MELT breaks memory scaling in recurrent language models with shared KV cache
Memory-Efficient Looped Transformer shares a single KV cache per layer across reasoning loops, breaking the linear memory-depth scaling that limits recurrent language models.

Recurrent language models that reason by looping over embeddings—without generating intermediate tokens—hit a memory wall when they scale up reasoning depth. Each iteration adds to a growing key-value cache, forcing memory consumption to climb linearly with the number of reasoning steps. A new preprint proposes Memory-Efficient Looped Transformer (MELT), an architecture that holds memory constant regardless of reasoning depth.

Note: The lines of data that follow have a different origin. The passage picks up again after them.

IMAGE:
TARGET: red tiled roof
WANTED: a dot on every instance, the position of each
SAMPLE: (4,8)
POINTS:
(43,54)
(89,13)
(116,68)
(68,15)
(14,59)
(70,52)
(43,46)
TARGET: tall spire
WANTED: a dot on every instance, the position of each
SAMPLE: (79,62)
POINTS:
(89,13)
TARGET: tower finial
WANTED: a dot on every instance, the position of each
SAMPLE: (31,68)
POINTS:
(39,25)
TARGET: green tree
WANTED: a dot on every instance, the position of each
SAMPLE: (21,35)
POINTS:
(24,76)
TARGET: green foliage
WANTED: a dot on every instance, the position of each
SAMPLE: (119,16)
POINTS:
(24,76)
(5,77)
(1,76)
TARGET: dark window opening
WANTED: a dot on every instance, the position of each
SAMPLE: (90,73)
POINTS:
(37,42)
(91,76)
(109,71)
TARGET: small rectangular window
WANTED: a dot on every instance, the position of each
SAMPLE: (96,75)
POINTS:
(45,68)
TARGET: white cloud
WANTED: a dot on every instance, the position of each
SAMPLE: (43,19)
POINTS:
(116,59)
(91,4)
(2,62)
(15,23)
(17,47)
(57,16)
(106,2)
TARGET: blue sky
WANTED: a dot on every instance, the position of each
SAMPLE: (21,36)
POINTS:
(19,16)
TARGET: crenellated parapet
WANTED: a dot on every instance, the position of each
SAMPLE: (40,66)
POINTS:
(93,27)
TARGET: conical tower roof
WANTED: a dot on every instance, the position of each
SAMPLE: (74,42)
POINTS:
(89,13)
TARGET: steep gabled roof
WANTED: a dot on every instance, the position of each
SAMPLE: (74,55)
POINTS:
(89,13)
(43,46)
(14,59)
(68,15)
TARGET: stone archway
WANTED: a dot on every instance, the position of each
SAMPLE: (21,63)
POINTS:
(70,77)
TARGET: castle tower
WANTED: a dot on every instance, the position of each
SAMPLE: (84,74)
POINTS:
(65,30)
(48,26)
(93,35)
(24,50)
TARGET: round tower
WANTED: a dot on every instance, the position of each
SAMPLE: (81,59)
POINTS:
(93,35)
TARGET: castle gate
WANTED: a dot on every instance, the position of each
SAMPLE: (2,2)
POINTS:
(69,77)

MELT maintains one KV cache per layer, shared across all reasoning iterations. A learnable gating mechanism updates that cache over time instead of appending a fresh cache for each loop. The result: memory consumption stays flat as reasoning depth increases, while standard looped models like Ouro see linear growth. According to the paper, MELT models fine-tuned from pretrained Ouro checkpoints outperform comparable-size standard LLMs on reasoning tasks, with a memory footprint matching those non-looped baselines and dramatically smaller than Ouro's.
The training procedure combines two phases of post-training: interpolated transition from a LoopLM starting model, followed by attention-aligned distillation. Both phases use chunk-wise training to stabilize learning under the shared-cache design. The authors emphasize that MELT requires only lightweight post-training on top of an existing looped checkpoint, making it a practical retrofit for recurrent architectures already in use.
No code or weights have been released yet.